Nobody in their right mind wants the whole people in the store know your name and your last purchase, particularly if it was e.g. underwear. For reasons not relevant here, Cruise is identified as a Japanese person, "Mr. Yakamoto", which makes the artifice much more obvious, the triviality of the approach more apparent and the attempt of GAP to show closeness and differential treatment comes down as an amateur magician caught on a grossly crude trick."*
Nice, we discovered what was going to happen with adblockers like 11 years ahead of time. :)

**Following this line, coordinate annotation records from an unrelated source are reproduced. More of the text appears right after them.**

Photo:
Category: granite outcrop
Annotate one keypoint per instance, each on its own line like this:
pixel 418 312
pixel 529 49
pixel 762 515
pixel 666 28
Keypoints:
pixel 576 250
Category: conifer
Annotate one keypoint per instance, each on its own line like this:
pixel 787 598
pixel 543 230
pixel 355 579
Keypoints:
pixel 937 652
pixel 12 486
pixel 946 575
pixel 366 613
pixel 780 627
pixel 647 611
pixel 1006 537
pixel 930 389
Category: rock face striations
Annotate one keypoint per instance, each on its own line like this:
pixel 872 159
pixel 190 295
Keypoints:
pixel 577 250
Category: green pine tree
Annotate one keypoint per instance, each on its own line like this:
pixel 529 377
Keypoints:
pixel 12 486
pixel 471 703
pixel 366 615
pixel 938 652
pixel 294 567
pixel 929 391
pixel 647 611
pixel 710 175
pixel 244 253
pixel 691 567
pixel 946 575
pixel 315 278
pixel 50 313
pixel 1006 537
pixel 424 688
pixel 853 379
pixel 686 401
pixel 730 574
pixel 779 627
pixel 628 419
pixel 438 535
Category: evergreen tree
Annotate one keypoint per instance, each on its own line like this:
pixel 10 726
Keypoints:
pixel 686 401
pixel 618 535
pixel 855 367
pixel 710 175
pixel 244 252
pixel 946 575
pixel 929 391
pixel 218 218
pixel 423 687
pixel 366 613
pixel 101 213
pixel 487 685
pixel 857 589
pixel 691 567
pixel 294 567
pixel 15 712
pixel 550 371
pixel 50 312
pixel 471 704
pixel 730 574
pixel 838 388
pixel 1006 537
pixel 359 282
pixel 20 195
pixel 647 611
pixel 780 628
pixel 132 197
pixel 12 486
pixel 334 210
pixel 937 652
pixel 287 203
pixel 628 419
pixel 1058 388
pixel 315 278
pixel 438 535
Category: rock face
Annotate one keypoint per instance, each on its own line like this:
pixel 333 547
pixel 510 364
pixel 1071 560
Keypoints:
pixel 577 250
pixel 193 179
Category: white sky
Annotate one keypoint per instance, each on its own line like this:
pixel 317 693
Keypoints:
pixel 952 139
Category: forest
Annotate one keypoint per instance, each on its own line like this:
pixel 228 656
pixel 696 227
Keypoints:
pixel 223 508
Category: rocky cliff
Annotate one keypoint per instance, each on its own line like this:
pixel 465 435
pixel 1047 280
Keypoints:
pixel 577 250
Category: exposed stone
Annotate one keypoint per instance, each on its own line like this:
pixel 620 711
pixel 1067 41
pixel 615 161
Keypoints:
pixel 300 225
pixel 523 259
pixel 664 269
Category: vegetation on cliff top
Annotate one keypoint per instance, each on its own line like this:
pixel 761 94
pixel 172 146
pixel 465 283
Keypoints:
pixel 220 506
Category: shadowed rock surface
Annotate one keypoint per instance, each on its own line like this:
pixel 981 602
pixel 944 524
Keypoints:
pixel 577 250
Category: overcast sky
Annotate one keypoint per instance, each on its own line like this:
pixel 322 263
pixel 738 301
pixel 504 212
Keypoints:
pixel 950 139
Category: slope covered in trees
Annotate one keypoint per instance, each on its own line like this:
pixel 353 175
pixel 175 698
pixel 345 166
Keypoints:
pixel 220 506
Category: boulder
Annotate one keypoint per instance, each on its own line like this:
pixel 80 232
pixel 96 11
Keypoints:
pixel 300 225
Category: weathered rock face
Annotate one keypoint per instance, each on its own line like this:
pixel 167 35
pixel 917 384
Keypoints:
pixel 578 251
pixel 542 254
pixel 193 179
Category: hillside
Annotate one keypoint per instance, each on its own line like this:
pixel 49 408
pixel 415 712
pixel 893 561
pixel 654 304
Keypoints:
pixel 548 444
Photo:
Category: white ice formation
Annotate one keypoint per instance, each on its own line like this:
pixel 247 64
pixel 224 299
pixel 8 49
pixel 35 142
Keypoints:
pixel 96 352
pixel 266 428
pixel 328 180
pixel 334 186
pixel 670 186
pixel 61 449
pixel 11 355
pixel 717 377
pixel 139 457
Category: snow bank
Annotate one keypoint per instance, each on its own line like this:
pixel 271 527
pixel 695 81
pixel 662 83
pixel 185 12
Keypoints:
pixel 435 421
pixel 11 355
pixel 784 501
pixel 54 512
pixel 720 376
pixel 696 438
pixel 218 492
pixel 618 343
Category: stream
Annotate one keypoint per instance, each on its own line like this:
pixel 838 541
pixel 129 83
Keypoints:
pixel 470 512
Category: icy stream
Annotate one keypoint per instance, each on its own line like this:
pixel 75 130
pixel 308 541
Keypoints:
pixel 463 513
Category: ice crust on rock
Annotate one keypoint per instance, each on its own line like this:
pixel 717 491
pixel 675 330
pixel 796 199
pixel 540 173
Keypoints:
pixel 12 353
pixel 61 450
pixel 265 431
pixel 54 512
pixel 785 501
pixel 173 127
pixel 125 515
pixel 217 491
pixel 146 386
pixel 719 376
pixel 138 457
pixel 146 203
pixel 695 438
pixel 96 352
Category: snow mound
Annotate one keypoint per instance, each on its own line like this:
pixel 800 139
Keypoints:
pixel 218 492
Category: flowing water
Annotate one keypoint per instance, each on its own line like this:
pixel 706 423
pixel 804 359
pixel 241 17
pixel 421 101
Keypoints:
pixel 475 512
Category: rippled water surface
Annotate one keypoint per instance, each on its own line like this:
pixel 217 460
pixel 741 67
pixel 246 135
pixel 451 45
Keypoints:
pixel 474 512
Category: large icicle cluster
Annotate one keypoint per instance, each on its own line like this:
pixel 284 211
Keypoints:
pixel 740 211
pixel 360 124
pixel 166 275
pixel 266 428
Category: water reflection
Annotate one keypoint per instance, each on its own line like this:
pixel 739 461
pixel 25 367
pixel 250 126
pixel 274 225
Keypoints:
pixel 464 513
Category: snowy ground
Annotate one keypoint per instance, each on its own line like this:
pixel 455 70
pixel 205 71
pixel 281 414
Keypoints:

Now we have noticed the real importance of the hyperpersonal spaces. In fact, they basically rule personetics, as they are the base of the second and third laws of personetics, as follows:
- Second Law: The closer you get to a person’s core identity the more personal you need to be in order to be successful
- Third Law Context is Everything, demands real-time data and proper modelling
"Ok, Javier, We get it. Bit why are such abstract constructs so important?"
Because the global overall flow of communications are heavily being displaced to such "abstract constructs"
- Mobile is the strongest provider of growth in terms of advertising and overall communication traffic worldwide. Mobile is a natural hyperpersonal space. It's not a mobile phone, it's a proxy to our digital personal identities.
- There is a plethora of devices appearing in a mature version in the market which are by nature bound to transform themselves into hyperpersonal spaces: Google Glass, Hololens, Oculus VR...
- IoT is another huge driver and catalyzer of the whole process, with more and more devices being able to capture information and raising the bar in terms of relevance needed to be heard though the crowd.
We will keep on posting more on the matter at hand, but let this post be the cornerstone and then let the rest of the building blocks fall in its proper places. Accesories and complements will come later. They will be many, in many available colours and shapes. This is the least you could expect from somebody who really cares about personetics.
* Excerpts from the book Personalización (2004) Javier G. Recuenco, Jerónimo Sánchez, Javier Salutregui, Diego Blanco - Pearson Educación
** It's not now the time to get knee deep on the matter, but If you have not read "Good Strategy Bad Strategy" by NOW, you're wasting tour time.